Number agreement has been investigated in MMN studies as well. Pulvermüller and Shtyrov (2003) used an auditory oddball paradigm to investigate number agreement. They obtained two MMN effects for a deviant stimulus (We comes) consisting of an agreement violation occasionally inserted among a large number of repetitions of the corresponding correct word sequence (We come). The first MMN appeared between 100 and 150 ms after the incorrect suffix, and the second MMN had a peak around 350 ms. The results have been replicated in other studies carried out on other languages (Shtyrov et al., 2003), confirming the automaticity of the process (Hasting et al., 2007; Hasting and Kotz, 2008; Pulvermüller et al., 2008) as well as its specific sensitivity to grammatical rules (Pulvermüller and Assadollahi, 2007).

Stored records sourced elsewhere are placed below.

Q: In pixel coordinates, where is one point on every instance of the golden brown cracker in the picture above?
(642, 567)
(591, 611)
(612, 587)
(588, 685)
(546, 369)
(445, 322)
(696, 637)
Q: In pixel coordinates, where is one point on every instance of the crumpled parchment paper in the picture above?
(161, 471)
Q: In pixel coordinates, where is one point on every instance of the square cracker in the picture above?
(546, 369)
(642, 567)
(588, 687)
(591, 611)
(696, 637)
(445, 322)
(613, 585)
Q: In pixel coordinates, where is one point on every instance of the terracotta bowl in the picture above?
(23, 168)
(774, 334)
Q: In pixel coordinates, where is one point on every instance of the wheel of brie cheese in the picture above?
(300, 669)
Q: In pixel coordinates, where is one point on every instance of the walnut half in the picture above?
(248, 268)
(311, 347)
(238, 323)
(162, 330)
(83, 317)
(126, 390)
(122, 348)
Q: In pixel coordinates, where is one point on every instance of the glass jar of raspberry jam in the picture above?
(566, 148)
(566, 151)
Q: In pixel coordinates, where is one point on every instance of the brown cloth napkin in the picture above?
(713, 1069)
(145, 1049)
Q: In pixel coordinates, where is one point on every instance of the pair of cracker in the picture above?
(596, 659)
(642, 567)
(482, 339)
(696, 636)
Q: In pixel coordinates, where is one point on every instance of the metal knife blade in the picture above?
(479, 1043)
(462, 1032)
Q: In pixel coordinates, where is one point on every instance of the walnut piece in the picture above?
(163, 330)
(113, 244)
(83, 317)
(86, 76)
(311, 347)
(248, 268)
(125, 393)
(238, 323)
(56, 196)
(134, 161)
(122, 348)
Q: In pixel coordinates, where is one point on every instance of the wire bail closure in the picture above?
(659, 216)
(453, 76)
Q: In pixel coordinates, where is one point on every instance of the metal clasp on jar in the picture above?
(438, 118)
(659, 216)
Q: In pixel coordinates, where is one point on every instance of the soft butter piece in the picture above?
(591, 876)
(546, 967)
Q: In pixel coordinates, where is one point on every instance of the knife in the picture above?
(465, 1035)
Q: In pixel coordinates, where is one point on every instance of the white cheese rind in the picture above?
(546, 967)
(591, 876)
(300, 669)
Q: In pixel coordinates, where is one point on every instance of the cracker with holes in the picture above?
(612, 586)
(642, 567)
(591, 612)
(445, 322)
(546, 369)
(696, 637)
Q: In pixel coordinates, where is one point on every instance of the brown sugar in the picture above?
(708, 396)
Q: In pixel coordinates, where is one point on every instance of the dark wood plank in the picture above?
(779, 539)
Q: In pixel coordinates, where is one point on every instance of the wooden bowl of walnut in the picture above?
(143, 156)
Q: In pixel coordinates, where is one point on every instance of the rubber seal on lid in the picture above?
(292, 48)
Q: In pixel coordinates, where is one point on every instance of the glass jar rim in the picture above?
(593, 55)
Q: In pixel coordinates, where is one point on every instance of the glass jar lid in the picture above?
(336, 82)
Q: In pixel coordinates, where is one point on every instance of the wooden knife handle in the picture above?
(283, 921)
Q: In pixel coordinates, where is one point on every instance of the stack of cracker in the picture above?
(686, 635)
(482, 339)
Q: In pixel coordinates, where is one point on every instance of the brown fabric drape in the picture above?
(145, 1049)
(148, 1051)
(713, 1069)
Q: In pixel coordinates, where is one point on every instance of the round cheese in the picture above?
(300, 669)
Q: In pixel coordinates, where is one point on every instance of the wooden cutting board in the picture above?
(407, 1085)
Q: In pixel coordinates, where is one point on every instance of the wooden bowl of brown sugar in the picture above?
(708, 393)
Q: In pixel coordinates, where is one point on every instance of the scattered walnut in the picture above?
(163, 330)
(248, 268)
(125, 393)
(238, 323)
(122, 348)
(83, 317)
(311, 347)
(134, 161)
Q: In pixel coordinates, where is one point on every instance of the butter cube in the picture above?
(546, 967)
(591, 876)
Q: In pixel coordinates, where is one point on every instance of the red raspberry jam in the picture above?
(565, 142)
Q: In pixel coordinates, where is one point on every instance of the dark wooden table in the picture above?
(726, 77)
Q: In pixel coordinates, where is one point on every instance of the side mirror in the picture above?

Pulvermüller and Shtyrov (2003) explained their results in light of a neurobiological model involving a “neuronal sequence detector.” The sequence detector is assumed to be an ensemble of neurons responding to events of two classes appearing in a specific order. For example, upon hearing a pronoun like she from the class of third person singular words, the sequence detector would activate the related agreeing verbal suffix –s in She comes. This would prime the second word, which is known to reduce the MMN. In We comes, the verb form had not been primed by a third person singular word, and therefore produced an increased MMN.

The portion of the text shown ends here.